IDA interpreted the file as ARM machine code, as it should, but it turns out ARM processors have a special operating mode called “Thumb.” In Thumb mode, CPU instructions are encoded in two bytes (16 bits) instead of four bytes (32 bits).
This can be easily fixed by going to the very beginning of the file, looking for a line where it says CODE32
, pressing Alt+G, and changing the value there to 0x1
(I am so lucky I have Google to figure these things out):
Following that, I got a long bunch of ARM assembly code. While IDA could automatically identify a bunch of functions in the code, it can’t tell you what these functions do.

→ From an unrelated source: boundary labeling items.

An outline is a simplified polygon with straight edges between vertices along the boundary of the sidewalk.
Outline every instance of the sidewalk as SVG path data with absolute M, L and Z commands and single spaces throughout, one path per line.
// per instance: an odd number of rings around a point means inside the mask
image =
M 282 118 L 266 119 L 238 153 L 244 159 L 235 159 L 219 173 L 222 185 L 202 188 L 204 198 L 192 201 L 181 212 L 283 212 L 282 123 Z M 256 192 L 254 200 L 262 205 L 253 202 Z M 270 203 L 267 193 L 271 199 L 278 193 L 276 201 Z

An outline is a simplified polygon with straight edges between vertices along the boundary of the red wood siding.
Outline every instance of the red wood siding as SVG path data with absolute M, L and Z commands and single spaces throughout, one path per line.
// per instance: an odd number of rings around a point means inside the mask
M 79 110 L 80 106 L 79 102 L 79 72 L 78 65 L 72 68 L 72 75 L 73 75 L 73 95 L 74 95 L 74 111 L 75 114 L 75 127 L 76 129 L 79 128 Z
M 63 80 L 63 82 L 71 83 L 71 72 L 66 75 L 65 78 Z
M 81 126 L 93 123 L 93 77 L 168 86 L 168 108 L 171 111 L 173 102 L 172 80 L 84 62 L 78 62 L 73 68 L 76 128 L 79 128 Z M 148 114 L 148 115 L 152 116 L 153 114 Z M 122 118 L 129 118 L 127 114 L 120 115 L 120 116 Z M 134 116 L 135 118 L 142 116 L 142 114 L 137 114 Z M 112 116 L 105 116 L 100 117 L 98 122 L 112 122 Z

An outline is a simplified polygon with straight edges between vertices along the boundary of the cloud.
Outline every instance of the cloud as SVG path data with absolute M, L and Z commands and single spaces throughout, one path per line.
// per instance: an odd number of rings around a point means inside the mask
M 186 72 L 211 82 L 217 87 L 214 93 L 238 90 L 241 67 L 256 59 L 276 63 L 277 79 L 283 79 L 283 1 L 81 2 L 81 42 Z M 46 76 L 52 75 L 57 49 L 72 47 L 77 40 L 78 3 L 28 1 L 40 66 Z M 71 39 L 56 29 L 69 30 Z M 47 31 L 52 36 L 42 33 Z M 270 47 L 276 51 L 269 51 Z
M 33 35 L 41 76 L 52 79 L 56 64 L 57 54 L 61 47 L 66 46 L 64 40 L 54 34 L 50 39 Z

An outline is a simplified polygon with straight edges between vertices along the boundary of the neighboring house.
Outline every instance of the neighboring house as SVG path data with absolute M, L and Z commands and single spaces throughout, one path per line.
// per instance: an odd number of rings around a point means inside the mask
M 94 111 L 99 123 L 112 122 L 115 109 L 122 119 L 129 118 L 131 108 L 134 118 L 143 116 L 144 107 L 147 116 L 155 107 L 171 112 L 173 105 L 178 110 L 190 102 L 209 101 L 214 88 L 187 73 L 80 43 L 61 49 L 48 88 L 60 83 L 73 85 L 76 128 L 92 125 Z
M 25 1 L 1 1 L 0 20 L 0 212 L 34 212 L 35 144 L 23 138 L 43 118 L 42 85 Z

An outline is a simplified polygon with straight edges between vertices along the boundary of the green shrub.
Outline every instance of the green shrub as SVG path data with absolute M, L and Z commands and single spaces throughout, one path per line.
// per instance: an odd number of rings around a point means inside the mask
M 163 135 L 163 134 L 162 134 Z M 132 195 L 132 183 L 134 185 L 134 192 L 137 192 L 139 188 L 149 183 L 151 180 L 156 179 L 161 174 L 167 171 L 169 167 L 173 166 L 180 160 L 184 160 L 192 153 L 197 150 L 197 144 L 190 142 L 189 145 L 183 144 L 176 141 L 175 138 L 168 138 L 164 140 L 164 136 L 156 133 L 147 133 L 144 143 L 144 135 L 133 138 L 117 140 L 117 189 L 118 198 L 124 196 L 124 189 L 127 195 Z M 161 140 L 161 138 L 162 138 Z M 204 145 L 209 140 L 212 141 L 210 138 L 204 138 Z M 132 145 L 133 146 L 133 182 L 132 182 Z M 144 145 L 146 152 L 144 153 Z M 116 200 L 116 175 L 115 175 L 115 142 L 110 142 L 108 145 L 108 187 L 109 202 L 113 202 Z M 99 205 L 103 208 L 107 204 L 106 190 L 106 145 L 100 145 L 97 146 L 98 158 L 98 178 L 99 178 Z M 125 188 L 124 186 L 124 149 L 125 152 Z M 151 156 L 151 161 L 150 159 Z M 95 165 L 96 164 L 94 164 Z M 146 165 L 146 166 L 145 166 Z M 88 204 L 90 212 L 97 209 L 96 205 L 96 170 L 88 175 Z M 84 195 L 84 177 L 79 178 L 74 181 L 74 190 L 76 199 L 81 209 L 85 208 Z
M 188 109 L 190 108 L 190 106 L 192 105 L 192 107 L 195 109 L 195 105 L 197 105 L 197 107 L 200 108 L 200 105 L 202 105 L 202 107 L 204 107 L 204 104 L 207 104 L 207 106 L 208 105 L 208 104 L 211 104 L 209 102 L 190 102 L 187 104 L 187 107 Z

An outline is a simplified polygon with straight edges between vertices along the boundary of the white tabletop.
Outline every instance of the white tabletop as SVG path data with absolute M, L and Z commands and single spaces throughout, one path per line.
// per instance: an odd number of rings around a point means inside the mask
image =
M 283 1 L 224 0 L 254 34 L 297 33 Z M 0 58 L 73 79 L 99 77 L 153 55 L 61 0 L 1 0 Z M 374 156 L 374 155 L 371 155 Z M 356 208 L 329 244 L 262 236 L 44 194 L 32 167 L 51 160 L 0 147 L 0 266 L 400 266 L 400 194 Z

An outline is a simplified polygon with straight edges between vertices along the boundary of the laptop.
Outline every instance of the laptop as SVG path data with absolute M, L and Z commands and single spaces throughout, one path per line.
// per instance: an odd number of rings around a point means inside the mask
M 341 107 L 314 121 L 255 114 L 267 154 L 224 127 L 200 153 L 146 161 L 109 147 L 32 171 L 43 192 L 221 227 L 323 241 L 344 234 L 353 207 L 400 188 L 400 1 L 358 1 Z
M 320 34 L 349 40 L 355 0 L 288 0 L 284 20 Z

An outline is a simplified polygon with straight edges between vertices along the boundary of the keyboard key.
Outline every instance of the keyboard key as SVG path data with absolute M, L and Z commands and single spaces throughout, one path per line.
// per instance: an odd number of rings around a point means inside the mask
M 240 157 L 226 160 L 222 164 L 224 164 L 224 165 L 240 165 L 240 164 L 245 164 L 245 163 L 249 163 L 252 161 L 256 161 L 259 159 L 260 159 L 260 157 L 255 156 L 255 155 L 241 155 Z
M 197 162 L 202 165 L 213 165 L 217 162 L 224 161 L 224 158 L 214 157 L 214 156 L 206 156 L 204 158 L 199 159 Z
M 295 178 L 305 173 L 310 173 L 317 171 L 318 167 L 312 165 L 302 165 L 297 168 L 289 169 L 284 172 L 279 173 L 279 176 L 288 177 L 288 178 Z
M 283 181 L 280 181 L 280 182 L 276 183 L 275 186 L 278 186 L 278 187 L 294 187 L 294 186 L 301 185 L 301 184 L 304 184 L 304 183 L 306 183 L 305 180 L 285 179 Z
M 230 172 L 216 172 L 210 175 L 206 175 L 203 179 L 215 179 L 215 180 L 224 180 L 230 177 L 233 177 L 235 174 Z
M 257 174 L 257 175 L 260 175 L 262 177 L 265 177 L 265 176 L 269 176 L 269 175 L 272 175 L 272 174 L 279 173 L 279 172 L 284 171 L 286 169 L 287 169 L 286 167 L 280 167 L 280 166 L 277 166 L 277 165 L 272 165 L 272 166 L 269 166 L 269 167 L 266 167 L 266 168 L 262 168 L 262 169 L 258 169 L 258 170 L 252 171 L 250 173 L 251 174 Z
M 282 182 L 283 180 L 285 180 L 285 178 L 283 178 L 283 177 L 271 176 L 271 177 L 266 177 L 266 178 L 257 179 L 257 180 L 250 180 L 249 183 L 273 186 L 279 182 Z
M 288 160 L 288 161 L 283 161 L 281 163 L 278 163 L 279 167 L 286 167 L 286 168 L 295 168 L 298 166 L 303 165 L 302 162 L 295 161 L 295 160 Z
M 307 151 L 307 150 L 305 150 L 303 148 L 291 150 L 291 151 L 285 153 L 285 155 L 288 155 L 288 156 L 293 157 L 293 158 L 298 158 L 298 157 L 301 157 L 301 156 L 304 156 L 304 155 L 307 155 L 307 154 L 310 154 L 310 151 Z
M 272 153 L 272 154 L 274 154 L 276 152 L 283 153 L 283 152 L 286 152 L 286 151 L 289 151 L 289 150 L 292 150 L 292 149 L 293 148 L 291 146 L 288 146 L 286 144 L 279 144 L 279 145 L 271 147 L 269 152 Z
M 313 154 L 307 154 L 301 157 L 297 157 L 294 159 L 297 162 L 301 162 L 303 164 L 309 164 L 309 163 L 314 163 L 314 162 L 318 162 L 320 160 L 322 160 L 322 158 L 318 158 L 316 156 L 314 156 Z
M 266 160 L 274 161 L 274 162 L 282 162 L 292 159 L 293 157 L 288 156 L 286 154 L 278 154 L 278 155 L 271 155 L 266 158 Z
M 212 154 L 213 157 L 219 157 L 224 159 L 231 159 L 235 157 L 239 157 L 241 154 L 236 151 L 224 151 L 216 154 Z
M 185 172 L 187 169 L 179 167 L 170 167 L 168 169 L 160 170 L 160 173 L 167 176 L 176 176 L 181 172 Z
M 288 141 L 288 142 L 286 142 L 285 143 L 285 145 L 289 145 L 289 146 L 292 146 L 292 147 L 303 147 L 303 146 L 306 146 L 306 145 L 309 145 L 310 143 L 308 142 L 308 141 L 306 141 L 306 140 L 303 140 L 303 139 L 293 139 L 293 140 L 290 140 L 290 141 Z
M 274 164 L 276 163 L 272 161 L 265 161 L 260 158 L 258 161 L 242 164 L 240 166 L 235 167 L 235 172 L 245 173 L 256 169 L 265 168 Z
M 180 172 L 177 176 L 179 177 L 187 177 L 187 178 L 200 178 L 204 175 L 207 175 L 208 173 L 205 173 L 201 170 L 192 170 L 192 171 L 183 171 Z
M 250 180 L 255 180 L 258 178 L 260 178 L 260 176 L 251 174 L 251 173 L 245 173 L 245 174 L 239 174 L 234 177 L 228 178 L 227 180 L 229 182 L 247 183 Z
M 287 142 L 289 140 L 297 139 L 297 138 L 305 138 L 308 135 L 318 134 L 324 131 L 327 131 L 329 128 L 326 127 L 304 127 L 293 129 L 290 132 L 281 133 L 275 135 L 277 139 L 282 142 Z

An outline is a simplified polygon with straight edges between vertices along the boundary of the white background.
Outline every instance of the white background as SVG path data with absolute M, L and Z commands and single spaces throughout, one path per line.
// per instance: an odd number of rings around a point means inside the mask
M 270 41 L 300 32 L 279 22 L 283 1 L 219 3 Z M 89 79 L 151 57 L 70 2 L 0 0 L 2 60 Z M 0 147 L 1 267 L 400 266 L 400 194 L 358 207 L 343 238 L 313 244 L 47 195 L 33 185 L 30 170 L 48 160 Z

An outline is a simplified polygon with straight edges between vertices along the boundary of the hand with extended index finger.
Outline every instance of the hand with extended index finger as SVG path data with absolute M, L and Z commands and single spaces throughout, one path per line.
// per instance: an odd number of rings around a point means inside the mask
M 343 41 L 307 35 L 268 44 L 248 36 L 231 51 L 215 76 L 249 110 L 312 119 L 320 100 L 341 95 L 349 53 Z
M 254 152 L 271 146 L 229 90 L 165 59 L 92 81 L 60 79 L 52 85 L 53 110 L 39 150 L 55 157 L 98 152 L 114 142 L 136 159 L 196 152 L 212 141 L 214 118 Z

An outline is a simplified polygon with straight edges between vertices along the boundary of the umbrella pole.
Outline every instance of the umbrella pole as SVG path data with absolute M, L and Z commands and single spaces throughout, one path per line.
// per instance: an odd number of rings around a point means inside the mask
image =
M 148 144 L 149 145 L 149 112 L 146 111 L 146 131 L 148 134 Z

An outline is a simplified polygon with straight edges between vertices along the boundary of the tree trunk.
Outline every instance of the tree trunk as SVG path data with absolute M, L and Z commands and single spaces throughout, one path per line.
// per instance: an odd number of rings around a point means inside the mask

There is a nice trick however — in many cases, the firmware code contains debug prints that were put into place during the development of the code, and they can be very helpful in figuring out what the code does. After some digging, I managed to identify the printf
function, and then I could find all the debug prints in the code by pressing “X”, which displays all the locations in the code where printf
is used:
At this point, I had to leave the project — I felt like Eyal could take it off from here, and also had to leave to go present at AngularConnect. Eyal is now traveling in India, but he already ordered another Bulb, and plans to continue working on the project when he gets home.
I want to thank you, Eyal, for taking me on this fun adventure! I hope that the information presented in this post will also be useful for other adventurers wandering in the land of hardware and looking to get their hands on some firmware.
If any of the readers are interested in looking into the firmware and trying to figure out more, let me know! The more we take apart, reverse engineer, and share our knowledge of IoT devices, the more we, as a community, will be able to build super awesome stuff in the future.
So go forth, break things, and tell us how you did it!